A high salt intake over time can raise blood pressure, which increases the risk of having a heart attack or stroke. However, blood pressure increases with age and so as you get older it is important to keep salt intake as low as possible to help ensure your blood pressure stays within a healthy range.

In addition, as we get older we become more sensititve to salt which means that salt has a greater effect on blood pressure. Therefore, reducing the amount of salt eaten can help in older age, even in those without high blood pressure. 

Strokes, heart attacks and heart failure

These are the most common causes of death and disability in the UK, and the risk increases with age. It is therefore important to keep blood pressure under control through changes to lifestyle, medications that treat high blood pressure,  and most importantly through eating a low-salt diet.

Osteoporosis

Osteoporosis, which causes bones to more easily break, has been associated with a high salt intake.  The older population are at greater risk of osteoporosis because bones naturally become thinner with age. Post-menopausal women are particularly at risk of osteoporosis due to the decrease in their female hormone (oestrogen) levels. There are approximately 3 million people in the UK with oseoporosis, with 1 in 3 women and 1 in 5 men over 50 suffering an osteoporotic fracture.

A high salt intake can cause calcium to be lost in urine which can weaken bones. It is believed that patients with high blood pressure pass more calcium in the urine and are therefore at higher risk of osteoporosis. 

Cognitive Decline

In people with low physical activity level, a low salt diet may benefit brain health as you get older. 

Advice

As you get older it is important to make changes to your diet, including reducing salt intake. By using the advice below people can help to reduce their risk of getting high blood pressure or if they already have high blood pressure, help to lower their blood pressure. 

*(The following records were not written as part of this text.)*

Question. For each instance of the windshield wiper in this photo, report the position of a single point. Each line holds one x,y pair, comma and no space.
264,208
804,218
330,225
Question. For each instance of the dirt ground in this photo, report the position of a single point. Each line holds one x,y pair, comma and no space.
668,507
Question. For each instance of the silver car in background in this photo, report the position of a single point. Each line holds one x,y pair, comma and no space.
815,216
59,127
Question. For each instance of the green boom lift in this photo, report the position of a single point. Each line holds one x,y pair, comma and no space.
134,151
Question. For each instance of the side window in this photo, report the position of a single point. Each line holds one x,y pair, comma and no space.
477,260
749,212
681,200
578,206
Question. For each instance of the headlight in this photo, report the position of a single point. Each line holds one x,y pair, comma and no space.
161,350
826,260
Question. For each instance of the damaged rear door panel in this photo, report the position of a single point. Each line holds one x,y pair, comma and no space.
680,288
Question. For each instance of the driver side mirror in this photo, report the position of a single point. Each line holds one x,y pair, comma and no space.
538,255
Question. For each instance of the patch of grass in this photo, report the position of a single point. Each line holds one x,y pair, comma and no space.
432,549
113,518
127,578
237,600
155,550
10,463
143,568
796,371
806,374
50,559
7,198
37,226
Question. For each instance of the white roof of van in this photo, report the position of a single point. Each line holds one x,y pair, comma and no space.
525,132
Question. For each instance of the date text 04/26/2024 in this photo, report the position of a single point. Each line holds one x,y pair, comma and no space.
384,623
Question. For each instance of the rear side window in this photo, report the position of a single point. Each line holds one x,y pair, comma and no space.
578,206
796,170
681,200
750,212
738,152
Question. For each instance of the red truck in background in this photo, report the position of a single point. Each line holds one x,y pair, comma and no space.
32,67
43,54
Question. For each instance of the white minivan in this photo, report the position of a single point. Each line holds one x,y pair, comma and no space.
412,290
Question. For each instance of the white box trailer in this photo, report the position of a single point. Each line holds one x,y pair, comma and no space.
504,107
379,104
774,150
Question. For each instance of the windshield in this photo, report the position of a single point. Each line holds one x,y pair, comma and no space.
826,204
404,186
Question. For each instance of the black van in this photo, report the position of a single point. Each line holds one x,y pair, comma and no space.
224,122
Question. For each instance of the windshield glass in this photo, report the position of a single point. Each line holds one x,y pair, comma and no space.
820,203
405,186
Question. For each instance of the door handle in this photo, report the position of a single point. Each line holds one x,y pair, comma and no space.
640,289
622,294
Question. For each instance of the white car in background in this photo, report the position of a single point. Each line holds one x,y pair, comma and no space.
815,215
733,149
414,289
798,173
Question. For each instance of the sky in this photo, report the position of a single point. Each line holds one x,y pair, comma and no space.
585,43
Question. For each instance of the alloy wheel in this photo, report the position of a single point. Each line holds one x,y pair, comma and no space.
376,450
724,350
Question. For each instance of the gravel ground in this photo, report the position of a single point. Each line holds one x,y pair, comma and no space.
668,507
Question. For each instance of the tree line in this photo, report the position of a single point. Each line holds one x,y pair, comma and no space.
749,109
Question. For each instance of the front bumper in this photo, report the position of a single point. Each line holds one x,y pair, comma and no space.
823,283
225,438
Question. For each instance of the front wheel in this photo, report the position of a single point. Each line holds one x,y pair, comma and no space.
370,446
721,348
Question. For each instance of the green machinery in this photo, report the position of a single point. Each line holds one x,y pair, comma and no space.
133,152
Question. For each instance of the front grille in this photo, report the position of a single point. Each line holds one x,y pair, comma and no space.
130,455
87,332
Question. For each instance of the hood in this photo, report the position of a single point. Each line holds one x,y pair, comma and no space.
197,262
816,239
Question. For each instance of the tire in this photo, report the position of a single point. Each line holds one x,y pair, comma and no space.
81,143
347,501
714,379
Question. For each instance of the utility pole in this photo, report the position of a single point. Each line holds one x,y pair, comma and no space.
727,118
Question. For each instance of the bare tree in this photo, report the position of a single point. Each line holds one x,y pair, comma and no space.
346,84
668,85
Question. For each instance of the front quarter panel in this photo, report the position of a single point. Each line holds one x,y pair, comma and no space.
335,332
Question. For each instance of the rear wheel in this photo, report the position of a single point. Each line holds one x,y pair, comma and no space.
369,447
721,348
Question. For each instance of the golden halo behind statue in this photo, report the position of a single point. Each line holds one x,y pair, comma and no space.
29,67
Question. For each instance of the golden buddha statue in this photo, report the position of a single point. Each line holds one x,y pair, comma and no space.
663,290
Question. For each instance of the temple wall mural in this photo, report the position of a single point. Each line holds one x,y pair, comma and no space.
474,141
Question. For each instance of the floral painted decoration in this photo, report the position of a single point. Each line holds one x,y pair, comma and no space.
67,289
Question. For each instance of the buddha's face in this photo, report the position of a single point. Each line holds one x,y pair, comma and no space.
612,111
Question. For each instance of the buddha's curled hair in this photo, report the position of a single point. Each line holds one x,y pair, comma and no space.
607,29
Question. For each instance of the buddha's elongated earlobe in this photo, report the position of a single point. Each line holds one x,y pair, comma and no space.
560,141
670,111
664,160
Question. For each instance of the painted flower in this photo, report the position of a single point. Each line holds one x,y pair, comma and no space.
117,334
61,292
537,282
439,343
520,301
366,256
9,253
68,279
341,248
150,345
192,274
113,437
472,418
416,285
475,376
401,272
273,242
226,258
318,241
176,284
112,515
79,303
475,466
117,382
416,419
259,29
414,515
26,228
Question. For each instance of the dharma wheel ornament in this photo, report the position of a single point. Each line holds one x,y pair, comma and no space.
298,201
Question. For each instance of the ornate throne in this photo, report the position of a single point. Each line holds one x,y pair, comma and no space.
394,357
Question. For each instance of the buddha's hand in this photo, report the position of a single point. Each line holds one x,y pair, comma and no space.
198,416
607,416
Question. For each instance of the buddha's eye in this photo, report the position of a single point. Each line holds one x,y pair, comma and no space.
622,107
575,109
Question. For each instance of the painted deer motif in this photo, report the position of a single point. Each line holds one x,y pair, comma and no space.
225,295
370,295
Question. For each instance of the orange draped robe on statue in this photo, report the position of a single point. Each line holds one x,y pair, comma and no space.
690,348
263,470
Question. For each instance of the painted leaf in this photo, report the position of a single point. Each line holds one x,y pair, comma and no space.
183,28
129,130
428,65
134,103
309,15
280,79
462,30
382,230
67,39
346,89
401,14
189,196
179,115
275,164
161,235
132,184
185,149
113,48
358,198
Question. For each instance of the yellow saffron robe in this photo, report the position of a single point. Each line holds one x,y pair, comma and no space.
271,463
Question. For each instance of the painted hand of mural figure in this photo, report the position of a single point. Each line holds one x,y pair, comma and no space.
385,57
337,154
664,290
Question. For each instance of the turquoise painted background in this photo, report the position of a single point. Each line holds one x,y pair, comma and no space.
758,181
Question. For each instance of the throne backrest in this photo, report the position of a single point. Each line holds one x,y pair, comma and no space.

• Reduce the amount of salt added to food in cooking and at the table and try using alternatives for seasoning such as black pepper, herbs and spices. It will only take a couple weeks for you to adjust to the taste
• Avoid eating too much processed food as this accounts for 75% of our salt intake (e.g. bread, pies and pastry products, ready meals, soups, sausages, baked beans, pizzas, stews)
• If possible make meals from scratch, using fresh and frozen ingredients (e.g. homemade bread, homemade pies, casseroles, fresh meat and products with no added salt).
• For snacks, try eating unsalted nuts or homemade fruit bars, or scones as these make good low salt snacks.
• Remember to check the nutrition labelling when shopping, and look for products that contain less than 1.5g salt per 100g.

To further reduce their risk of getting high blood pressure, heart disease and strokes everyone should make sure they eat at least 5 portions of fruit/vegetables per day, increase the amount of exercise they do (at least 30 minutes, 5 times a week) and reduce the amount of saturated fat they eat. People who are overweight should try and lose weight and people who smoke should stop.